Dr Simar Rajan Singh, Chandigarh

• Documentation of polyps helps in confirming the diagnosis of polypoidal choroidal vasculopathy (PCV). Polyps can be documented in cases with peripheral exudative hemorrhagic chorioretinopathy (PEHCR) with wide field indocyanine green angiography (ICGA).
• Recurrent and massive bleeds are known presentations of PEHCR. Such cases are known to progress from the periphery to the center.
• This is important because PCV patients tend to have more asymmetry than age-related macular degeneration (AMD).
• PCV patients tend to present more often with precipitous visual loss with subretinal bleed and they also tend to have sudden and worse recurrences.
• It may be advisable to keep these patients on a treat and extend regimen with anti-VEGF to prevent recurrences and preserve vision.
• Plan for ultra-wide field fundus autofluorescence, fundus fluorescein angiography + indocyanine green to confirm the diagnosis of PEHCR.

Acute Retinal Necrosis

Dr Andrew W Eller, USA

• Panuveitis and retinal vasculitis lead to rapidly progressive necrotizing retinitis or acute retinal necrosis.
• Visual outcomes are often poor with 25% to 75% of eyes worse than 20/200. RD rates average around 51%. Most commonly caused by varicella-zoster virus followed by herpes simplex virus (HSV)-1 and HSV-2. Epstein-Barr virus (EBV) is rare.
• Patients are usually immunocompetent.
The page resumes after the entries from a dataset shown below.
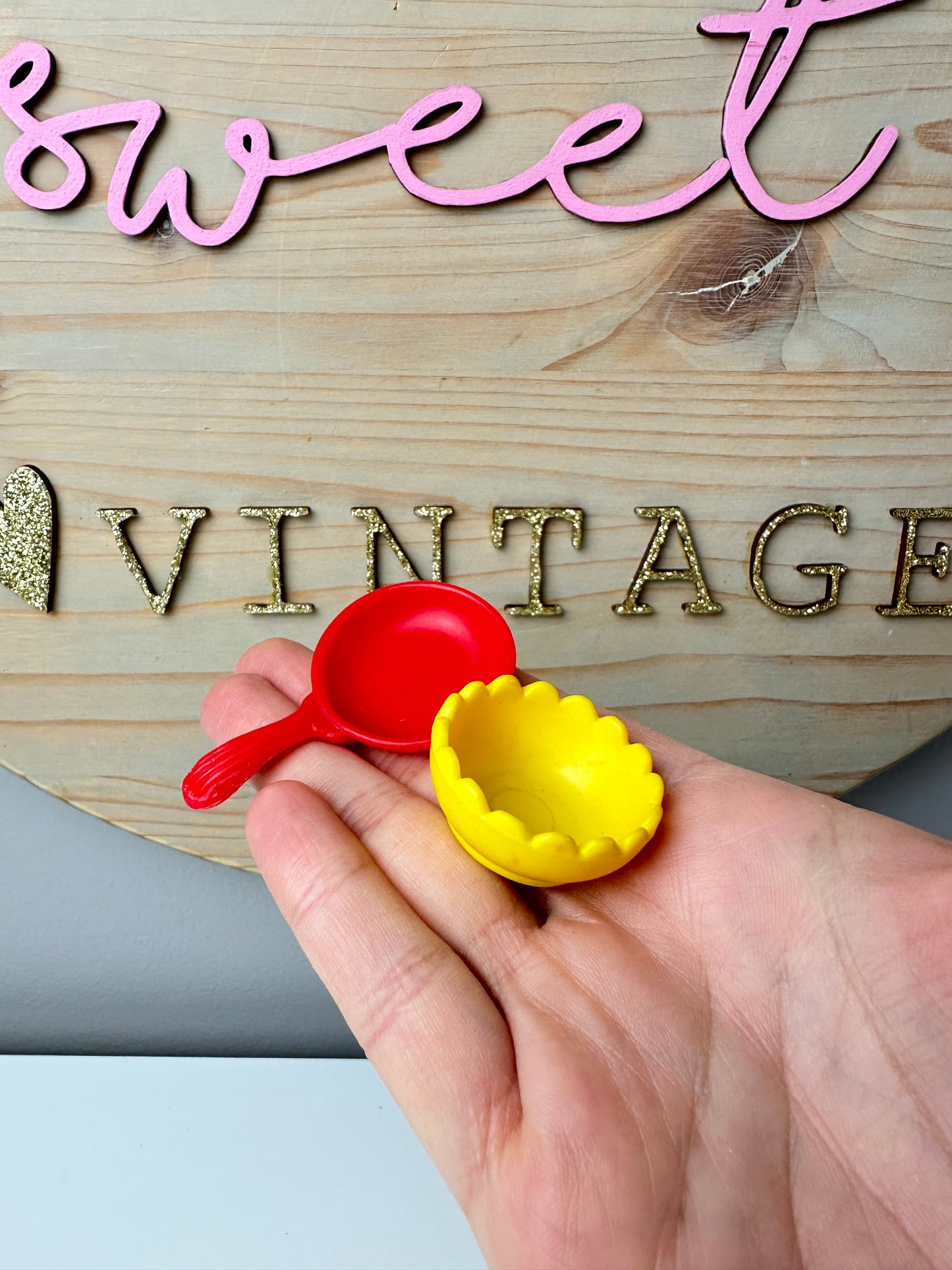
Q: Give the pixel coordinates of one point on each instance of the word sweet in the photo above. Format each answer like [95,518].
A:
[27,71]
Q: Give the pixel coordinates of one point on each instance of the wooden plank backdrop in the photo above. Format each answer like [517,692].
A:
[360,347]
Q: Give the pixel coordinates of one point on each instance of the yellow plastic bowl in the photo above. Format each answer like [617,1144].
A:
[538,788]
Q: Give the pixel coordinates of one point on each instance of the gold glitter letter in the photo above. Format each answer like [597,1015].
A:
[117,517]
[837,516]
[646,572]
[28,538]
[537,519]
[379,527]
[275,516]
[909,559]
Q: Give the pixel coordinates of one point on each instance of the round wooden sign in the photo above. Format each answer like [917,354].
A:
[701,451]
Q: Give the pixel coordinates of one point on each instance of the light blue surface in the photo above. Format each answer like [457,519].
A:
[113,945]
[111,1164]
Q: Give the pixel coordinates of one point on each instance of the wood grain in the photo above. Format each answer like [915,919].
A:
[358,347]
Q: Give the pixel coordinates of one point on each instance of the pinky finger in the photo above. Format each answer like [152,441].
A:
[424,1020]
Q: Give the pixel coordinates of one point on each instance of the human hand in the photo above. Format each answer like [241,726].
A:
[734,1052]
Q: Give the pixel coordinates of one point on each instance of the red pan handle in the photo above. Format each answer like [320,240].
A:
[225,770]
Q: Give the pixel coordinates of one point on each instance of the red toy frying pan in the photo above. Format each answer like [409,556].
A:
[380,674]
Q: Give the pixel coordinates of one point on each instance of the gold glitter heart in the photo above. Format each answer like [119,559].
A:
[27,533]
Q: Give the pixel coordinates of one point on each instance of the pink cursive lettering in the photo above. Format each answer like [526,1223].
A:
[27,71]
[743,112]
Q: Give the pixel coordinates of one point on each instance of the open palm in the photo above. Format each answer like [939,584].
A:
[734,1052]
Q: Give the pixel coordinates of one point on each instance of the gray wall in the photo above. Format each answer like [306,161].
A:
[113,945]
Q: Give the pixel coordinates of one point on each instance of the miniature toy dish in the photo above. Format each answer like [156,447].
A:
[538,788]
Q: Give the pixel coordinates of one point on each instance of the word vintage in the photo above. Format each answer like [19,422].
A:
[27,71]
[27,535]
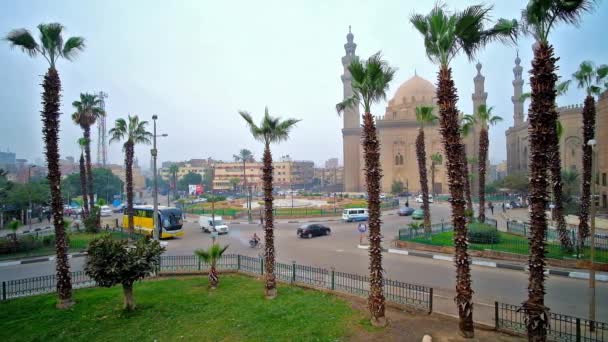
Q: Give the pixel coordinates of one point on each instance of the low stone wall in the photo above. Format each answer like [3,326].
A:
[491,254]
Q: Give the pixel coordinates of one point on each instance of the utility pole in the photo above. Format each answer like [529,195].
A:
[102,149]
[594,174]
[29,195]
[154,151]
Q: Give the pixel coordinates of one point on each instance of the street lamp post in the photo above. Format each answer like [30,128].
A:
[592,143]
[154,151]
[29,195]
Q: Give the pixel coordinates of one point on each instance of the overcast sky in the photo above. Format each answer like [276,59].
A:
[196,63]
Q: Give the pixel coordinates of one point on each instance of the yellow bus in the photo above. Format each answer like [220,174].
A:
[170,219]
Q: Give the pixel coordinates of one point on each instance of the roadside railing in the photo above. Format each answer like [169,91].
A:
[415,296]
[508,317]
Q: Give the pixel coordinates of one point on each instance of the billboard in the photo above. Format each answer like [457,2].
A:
[195,189]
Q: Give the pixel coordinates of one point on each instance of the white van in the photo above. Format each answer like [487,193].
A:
[419,198]
[355,214]
[208,225]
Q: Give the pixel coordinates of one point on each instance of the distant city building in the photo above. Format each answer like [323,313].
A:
[397,132]
[7,159]
[331,163]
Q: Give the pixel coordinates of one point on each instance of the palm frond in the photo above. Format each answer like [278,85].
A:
[24,40]
[72,46]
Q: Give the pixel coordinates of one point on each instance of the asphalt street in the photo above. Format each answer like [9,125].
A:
[339,250]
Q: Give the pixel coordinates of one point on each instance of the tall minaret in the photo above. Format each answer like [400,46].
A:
[518,104]
[479,98]
[351,133]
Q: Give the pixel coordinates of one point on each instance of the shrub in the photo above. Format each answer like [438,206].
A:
[111,262]
[483,233]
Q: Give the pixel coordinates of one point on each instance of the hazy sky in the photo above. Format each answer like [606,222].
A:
[196,63]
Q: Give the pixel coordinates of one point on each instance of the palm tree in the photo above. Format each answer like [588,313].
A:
[211,256]
[538,20]
[246,157]
[370,80]
[132,132]
[424,115]
[271,130]
[88,110]
[52,47]
[589,78]
[173,170]
[485,118]
[436,159]
[445,36]
[555,168]
[83,178]
[467,123]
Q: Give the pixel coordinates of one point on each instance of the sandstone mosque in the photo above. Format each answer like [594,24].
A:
[397,130]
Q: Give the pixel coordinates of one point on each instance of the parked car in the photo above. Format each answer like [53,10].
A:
[355,214]
[418,214]
[310,230]
[105,211]
[209,225]
[406,211]
[419,198]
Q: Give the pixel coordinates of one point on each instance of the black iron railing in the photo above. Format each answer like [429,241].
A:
[416,296]
[561,327]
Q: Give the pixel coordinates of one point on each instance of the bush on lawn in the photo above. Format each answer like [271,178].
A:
[483,233]
[111,262]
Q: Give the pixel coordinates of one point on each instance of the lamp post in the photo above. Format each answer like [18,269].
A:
[593,144]
[154,151]
[29,195]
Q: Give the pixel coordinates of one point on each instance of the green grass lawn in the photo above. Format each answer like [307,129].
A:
[508,243]
[183,309]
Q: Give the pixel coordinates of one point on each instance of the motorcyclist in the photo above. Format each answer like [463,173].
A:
[255,240]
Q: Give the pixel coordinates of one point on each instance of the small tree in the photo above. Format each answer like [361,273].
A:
[111,262]
[397,187]
[211,256]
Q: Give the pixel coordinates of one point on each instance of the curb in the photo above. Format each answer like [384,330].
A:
[484,263]
[36,260]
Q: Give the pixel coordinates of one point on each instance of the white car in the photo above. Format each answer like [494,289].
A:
[105,211]
[208,225]
[419,199]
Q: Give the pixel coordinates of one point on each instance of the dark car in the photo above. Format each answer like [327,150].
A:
[310,230]
[405,211]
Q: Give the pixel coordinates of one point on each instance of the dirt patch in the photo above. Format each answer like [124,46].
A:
[411,325]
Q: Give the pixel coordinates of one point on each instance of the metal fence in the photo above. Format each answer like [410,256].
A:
[416,296]
[565,328]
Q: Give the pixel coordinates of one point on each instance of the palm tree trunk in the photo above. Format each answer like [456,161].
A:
[87,154]
[129,300]
[271,283]
[213,277]
[373,174]
[588,132]
[484,141]
[424,181]
[129,153]
[454,150]
[542,83]
[467,186]
[556,180]
[83,186]
[50,131]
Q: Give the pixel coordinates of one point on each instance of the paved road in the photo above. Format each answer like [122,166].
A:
[564,295]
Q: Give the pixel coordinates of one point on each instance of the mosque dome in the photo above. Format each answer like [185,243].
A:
[416,87]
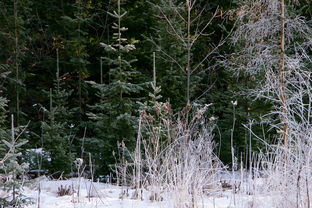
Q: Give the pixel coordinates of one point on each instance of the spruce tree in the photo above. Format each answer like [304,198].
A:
[115,114]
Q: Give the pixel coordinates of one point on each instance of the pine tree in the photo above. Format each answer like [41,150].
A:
[11,167]
[115,115]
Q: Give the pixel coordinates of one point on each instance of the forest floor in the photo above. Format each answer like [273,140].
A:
[107,195]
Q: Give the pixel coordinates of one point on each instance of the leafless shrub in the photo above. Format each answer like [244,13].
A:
[64,190]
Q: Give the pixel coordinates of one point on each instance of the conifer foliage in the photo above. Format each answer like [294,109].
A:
[115,114]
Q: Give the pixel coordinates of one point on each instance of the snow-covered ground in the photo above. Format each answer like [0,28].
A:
[106,195]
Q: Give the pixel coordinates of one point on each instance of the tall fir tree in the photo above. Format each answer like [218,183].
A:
[115,115]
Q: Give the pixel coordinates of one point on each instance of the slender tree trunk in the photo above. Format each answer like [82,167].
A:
[282,77]
[188,67]
[16,64]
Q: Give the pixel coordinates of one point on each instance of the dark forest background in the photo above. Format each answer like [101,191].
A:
[63,71]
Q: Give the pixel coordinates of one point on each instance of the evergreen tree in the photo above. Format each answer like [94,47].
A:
[115,114]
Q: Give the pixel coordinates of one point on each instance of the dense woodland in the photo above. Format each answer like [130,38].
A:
[77,76]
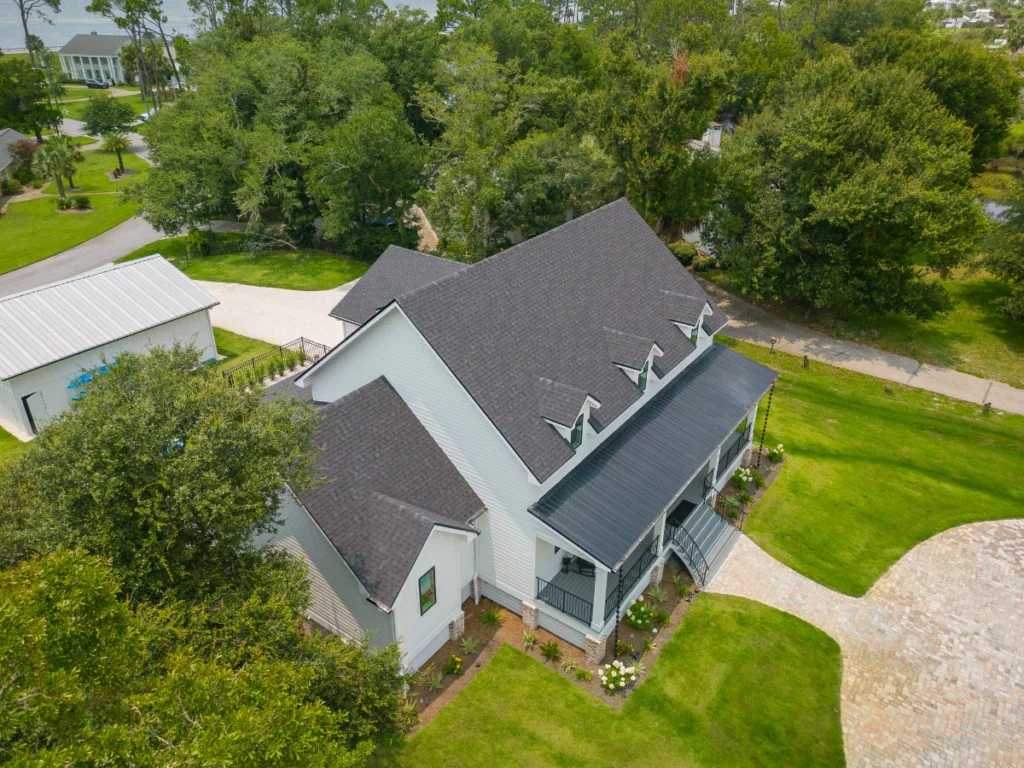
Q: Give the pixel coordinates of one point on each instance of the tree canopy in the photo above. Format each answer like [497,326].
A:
[841,194]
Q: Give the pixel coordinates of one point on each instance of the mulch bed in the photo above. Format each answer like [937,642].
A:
[768,469]
[572,658]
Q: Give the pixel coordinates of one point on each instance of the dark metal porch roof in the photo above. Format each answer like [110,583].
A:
[607,503]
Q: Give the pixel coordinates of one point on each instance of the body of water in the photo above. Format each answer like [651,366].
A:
[74,19]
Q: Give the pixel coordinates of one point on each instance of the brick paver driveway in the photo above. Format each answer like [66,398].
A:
[933,655]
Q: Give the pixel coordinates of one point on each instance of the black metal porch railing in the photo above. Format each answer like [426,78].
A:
[691,552]
[730,452]
[628,579]
[306,349]
[566,602]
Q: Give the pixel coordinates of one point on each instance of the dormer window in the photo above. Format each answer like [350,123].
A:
[576,437]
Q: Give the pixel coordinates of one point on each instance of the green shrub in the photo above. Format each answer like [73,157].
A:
[492,617]
[639,614]
[454,666]
[551,651]
[683,251]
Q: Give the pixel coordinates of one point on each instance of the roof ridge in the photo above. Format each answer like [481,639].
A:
[83,275]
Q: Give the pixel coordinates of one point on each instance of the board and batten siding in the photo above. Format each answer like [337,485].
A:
[392,347]
[51,381]
[339,603]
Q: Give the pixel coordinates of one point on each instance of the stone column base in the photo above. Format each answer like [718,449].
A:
[595,648]
[457,627]
[528,615]
[656,573]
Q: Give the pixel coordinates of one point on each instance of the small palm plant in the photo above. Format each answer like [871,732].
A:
[117,142]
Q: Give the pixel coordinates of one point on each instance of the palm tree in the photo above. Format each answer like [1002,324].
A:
[57,158]
[118,142]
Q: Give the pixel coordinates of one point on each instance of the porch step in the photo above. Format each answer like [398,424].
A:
[714,536]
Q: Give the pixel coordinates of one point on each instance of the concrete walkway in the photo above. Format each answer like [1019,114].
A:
[275,314]
[933,655]
[751,324]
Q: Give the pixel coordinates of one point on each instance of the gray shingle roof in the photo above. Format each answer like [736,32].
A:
[607,503]
[540,309]
[396,271]
[386,485]
[8,136]
[95,45]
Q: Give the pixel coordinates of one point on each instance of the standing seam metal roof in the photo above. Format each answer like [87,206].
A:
[607,503]
[49,324]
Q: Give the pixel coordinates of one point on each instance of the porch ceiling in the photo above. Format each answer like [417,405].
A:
[607,503]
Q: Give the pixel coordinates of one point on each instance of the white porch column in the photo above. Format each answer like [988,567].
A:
[600,592]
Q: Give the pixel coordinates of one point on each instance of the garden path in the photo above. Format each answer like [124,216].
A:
[758,327]
[933,654]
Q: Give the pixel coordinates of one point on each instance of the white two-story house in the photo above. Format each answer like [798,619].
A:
[555,420]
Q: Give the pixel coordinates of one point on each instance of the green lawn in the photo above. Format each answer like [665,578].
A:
[973,337]
[237,348]
[9,446]
[33,229]
[740,684]
[302,269]
[76,110]
[869,475]
[91,175]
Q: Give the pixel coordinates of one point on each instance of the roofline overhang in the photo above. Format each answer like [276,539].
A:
[110,341]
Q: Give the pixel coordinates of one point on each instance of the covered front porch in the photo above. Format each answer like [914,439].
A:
[644,494]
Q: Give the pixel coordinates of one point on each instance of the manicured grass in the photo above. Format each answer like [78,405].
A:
[869,475]
[9,446]
[33,229]
[301,269]
[740,684]
[973,337]
[76,110]
[91,172]
[237,348]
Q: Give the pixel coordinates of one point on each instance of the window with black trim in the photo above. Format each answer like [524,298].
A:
[576,438]
[428,592]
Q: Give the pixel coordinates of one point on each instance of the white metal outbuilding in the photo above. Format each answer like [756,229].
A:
[53,335]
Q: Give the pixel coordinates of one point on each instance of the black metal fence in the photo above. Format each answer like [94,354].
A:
[298,350]
[629,578]
[566,602]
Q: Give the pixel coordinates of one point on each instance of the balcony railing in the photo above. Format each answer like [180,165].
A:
[566,602]
[628,579]
[732,450]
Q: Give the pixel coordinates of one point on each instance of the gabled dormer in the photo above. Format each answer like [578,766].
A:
[632,354]
[566,409]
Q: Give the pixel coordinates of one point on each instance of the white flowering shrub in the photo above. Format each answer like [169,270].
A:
[742,477]
[616,676]
[639,615]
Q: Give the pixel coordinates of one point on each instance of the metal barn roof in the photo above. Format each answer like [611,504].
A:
[49,324]
[607,503]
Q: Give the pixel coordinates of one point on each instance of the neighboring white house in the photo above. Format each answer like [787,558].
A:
[572,383]
[53,338]
[94,56]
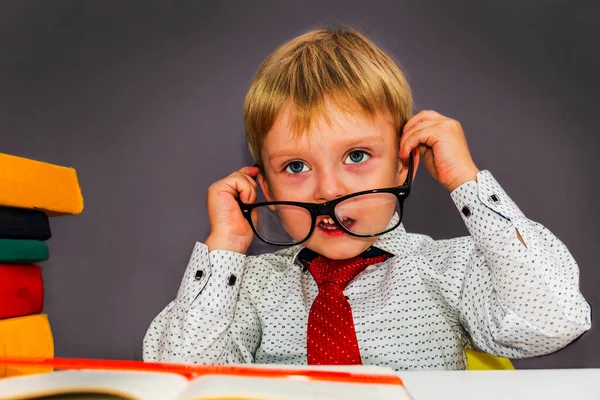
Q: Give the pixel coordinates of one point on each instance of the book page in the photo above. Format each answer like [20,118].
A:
[218,387]
[129,385]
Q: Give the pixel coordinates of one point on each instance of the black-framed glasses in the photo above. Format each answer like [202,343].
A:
[367,213]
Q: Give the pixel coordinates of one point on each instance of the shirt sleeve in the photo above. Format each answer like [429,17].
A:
[212,320]
[514,300]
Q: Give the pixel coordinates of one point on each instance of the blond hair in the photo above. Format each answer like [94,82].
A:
[342,66]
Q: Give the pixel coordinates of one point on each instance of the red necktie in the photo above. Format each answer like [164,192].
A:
[331,338]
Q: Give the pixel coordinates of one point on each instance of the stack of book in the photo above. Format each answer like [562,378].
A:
[30,192]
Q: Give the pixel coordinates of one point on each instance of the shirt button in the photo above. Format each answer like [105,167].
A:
[232,279]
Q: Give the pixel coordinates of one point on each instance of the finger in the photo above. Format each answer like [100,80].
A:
[240,187]
[407,138]
[250,179]
[426,136]
[425,115]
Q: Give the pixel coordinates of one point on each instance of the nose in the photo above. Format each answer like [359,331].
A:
[329,186]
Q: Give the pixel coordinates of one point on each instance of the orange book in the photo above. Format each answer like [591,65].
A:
[140,380]
[29,336]
[32,184]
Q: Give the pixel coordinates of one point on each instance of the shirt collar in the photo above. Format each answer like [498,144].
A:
[394,242]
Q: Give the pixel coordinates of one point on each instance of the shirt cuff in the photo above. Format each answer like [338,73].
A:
[213,278]
[486,208]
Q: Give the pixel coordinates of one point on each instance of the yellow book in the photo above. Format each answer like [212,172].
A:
[32,184]
[29,336]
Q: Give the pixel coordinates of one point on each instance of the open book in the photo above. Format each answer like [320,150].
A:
[75,379]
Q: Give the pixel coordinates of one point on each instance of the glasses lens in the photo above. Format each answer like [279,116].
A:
[282,224]
[369,214]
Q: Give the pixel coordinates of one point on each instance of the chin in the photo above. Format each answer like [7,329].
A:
[340,248]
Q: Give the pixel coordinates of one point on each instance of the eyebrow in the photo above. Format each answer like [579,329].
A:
[364,141]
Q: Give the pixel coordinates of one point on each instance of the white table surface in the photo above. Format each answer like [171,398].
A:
[557,384]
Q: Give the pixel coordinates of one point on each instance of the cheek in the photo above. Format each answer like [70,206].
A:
[293,189]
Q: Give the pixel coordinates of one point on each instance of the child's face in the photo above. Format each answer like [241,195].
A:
[351,154]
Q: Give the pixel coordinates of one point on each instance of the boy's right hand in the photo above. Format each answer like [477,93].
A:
[229,230]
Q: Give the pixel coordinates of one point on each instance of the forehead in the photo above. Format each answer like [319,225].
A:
[334,126]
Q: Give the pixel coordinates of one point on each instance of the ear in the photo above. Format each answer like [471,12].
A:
[403,167]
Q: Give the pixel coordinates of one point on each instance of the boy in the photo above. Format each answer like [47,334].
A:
[328,116]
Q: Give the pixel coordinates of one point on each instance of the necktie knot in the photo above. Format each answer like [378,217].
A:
[337,272]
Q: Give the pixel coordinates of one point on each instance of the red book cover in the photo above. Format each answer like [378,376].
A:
[21,290]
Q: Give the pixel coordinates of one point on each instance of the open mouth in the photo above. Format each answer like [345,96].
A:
[327,224]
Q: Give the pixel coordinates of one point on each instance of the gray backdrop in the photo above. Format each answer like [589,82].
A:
[144,99]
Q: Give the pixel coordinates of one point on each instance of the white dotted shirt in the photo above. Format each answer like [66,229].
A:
[417,310]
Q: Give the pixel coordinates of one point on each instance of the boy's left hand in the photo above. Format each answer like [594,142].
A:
[443,148]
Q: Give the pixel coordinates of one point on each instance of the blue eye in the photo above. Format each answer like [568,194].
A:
[357,156]
[296,167]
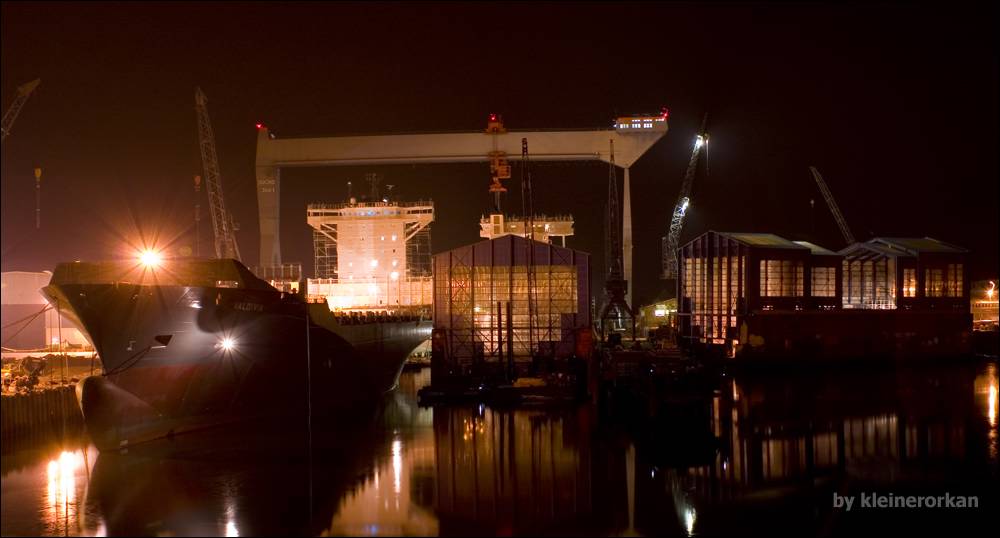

The older age group may be immuno­compromised and may have a history of shingles.
• HSV-1 and HSV-2 are common in younger age group; may have a history of neonatal herpes.
• Anterior chamber paracentesis for polymerase chain reaction. Repeat if negative with high suspicion.
• Initiate treatment immediately, if high suspicion with intravitreal foscarnet/ganciclovir/acyclovir and IV acyclovir, ganciclovir, foscarnet, cidofovir or oral valacyclovir 1000 mg twice daily.

Clinical Pearl

Must perform fundus exam in all patients with uveitis.